Baseline: rmse = 1.768 mae = 1.304 r2 = 0.440


#### Коррекция

In [10]:
def correct(data):
  theta = (data['tat'] + 273.15) / 288.15

  alpha = 0.5

  data_k = data.copy().drop(columns=['egt'])
  # data_k['n1k'] = data['n1a'] / (theta ** alpha)
  # data_k['n2k'] = data['n2a'] / (theta ** alpha)
  data_k['egtk'] = (data['egt'] + 273.15) / theta

  return data_k


In [11]:
selected_params = ['egtk', 'tat', 'n1a', 'n2a', 'wai', 'nai', 'prv', 'alt', 'mn', 'ff', 'nf']
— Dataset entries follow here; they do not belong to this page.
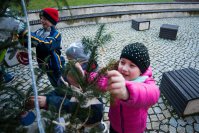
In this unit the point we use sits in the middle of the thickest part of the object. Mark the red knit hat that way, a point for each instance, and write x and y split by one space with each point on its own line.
51 14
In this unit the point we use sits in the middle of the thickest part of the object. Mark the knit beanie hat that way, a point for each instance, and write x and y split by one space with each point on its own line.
51 14
138 54
76 51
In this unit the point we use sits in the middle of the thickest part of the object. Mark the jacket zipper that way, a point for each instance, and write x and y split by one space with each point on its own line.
122 118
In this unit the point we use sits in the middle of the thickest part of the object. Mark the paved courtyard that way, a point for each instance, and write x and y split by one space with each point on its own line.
165 55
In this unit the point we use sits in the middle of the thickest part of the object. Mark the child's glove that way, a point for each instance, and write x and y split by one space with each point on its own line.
59 128
22 57
21 28
27 118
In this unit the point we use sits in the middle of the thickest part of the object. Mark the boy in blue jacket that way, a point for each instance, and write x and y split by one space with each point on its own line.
47 41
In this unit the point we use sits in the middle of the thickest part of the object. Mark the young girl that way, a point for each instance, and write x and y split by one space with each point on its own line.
133 90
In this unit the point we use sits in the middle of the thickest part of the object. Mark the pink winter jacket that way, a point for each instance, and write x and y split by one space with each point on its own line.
130 116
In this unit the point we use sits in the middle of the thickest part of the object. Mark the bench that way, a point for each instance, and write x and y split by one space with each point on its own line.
168 31
140 24
181 89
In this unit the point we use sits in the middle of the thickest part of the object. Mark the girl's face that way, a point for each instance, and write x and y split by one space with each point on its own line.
128 69
45 22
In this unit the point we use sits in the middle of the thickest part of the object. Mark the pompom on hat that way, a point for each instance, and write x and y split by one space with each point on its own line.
138 54
51 14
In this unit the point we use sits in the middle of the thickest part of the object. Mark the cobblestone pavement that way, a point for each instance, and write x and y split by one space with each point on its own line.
165 55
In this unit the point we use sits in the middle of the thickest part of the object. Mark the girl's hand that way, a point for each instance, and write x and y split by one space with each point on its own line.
41 100
117 85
data = get_recursive_features(
  [correct(bgu), correct(bdu)], 
  n_back=13,
  features=selected_params
)


In [12]:
X = data.drop(columns=(meta_cols + y_cols))
y = data['egtm']

mse, mae, r2, model, predicted_train, predicted_test, train_i, y_test = train_model(X, y)

print(f'Baseline: rmse = {mse:.3f} mae = {mae:.3f} r2 = {r2:.3f}')


Baseline: rmse = 1.607 mae = 1.106 r2 = 0.537


Wow, just the egt correction gained us 0.1 increase in R squared!